Latest update April 18th, 2024 12:59 AM
Jun 01, 2009 Editorial
It would appear that even with populist pressures to put actions to deal with climate change,adaptation precipitated by global warming on the back-burner (and rush full-speed ahead with their stimulus packages), the developed countries have accepted that the status quo cannot stand. Low-Carbon development has apparently become the order of the day.
Europe is in the throes of the second phase of its “Cap and Trade” regime, called an “Emissions Trading Scheme (ETS)” that is designed to reduce emissions of greenhouse gases to specified increasingly lower levels.
Under cap-and-trade, in general, the amount of carbon that companies can produce is “capped.” If they exceed that cap, they can purchase (“trade”) carbon allowances or permits on an open market, to cover the excess emissions.
In effect, producers or manufacturers that cheaply abate their emissions, can then sell their extra permits to other emitters that find the process more expensive. 2008, was a bumper year for the European Climate Exchange (ECX) and some 2.8billion tonnes of emissions were traded.
The Obama administration is committed to enacting its own “Cap and Trade” Bill this year, and one has been introduced this week in the US Congress by the Democrats. The Waxman-Markey bill, would mandate that U.S. emissions be cut by 17 percent below 2005 levels by 2020.
The mechanism has implications for countries such as Guyana, since under the Kyoto Protocol’s Clean Development Mechanism (CDM), industrialised countries can invest in overseas low-carbon projects as a cheaper alternative to pursuing such schemes at home.
In addition to the efforts by the developed countries to reduce the levels of their offending emissions, there is of course, the Reduced Emissions from Deforestation and Degradation (REDD) initiative, that President Jagdeo has highlighted and championed during the past few years.
Since standing forests trap huge amounts of carbon dioxide both in their structures and in their photosynthetic activity, they contribute immensely to lessening the build-up of that gas in the atmosphere (acts as “carbon sinks). There is also, of course, the opportunity costs, lost in not exploiting those forests.
At the Bali Climate Change Conference last year, REDD activities was acknowledged as an integral means of reducing global warming and it is certain that at the Copenhagen meeting this December, to replace the Kyoto Protocol, it will receive significant funding.
As we pointed out in this space on several occasions, not as much as would have been deployed had not the financial meltdown kicked in, but it should still be significant, especially for small economies as ours. This funding, would be in addition to the opportunities available under the increased “Cap and Trade” programs.
We have long criticised the administration, for not establishing a strategic vision for our development and remaining mired in the passive Poverty Reduction Strategy Paper, foisted by the IFI’s. This week, the OP announced that on June 8th, the President will unfold a strategy at the International Convention Centre to base the economy on low carbon development.
All stakeholders have been invited and the program will later be unveiled in all regions for debate and discussion culminating in the National Assembly.

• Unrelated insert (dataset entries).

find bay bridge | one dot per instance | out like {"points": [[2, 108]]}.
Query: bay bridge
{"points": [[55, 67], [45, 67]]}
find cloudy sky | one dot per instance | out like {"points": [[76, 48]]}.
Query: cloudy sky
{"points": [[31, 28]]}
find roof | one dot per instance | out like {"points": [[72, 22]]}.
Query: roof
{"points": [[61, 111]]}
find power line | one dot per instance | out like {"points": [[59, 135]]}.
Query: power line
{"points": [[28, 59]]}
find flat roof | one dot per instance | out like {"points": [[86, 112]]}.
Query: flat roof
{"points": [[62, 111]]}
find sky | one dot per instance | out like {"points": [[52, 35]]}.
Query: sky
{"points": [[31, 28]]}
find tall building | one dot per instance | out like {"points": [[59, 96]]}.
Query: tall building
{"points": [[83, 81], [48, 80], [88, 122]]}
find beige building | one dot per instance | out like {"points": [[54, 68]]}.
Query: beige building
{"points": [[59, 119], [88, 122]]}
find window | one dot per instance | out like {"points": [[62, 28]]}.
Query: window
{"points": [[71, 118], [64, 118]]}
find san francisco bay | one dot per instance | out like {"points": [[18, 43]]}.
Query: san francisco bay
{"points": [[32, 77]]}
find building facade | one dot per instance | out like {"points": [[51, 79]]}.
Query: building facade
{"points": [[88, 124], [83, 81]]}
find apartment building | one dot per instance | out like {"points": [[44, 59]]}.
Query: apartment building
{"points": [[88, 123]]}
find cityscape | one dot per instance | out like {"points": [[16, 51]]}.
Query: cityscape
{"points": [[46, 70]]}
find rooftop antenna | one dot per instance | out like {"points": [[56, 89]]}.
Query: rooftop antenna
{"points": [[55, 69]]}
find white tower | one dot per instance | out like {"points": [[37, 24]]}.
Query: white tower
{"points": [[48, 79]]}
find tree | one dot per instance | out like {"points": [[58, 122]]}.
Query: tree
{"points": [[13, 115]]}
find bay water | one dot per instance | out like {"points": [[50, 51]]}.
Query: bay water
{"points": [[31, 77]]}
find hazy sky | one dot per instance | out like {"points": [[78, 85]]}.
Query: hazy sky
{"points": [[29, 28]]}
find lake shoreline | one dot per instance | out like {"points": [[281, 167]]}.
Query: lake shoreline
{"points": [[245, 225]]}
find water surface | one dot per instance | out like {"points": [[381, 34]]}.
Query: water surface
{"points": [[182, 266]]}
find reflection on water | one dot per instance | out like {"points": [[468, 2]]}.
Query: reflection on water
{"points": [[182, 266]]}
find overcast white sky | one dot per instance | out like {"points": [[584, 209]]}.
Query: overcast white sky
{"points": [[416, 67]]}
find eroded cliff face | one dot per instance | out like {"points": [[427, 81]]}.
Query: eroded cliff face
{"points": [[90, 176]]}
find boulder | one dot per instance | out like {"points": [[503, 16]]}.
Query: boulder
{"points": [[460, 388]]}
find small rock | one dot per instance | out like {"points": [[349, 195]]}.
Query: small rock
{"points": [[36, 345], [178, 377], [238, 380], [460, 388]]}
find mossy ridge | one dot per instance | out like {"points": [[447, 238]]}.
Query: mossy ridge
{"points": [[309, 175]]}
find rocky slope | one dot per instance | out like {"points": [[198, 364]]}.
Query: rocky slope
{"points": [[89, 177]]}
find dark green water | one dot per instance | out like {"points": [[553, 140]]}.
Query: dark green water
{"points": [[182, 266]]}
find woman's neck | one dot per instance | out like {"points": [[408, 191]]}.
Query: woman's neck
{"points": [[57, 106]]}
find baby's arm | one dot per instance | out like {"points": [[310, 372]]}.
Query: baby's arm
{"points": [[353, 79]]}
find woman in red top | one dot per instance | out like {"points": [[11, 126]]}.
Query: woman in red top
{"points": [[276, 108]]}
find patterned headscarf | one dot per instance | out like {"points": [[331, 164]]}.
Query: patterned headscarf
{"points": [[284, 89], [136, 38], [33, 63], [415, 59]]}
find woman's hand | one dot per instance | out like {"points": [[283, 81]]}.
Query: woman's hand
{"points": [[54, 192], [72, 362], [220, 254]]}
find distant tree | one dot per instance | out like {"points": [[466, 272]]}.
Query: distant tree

We hope that everyone will utilise the occasion to make their opinions heard. Climate change demands a reworking of the basics of the political economy of development and underdevelopment, and going beyond rhetoric.
Our adaptation strategies and projects do not have to be restricted to passively receiving funds for “conservation of our forests”, but rather, can utilise our resources in a sustainable manner to create jobs and wealth for our people.
We are pleased that the state is prepared to take the agenda of our climate change adaptation, through development at the micro-level. It needed to be more active than the macro-economic incentive-based market-oriented economic change strategy, allowed up to now.
It needs to create state-society and state-individual synergies for its low-carbon development strategies. We hope that the business community will step up to bat.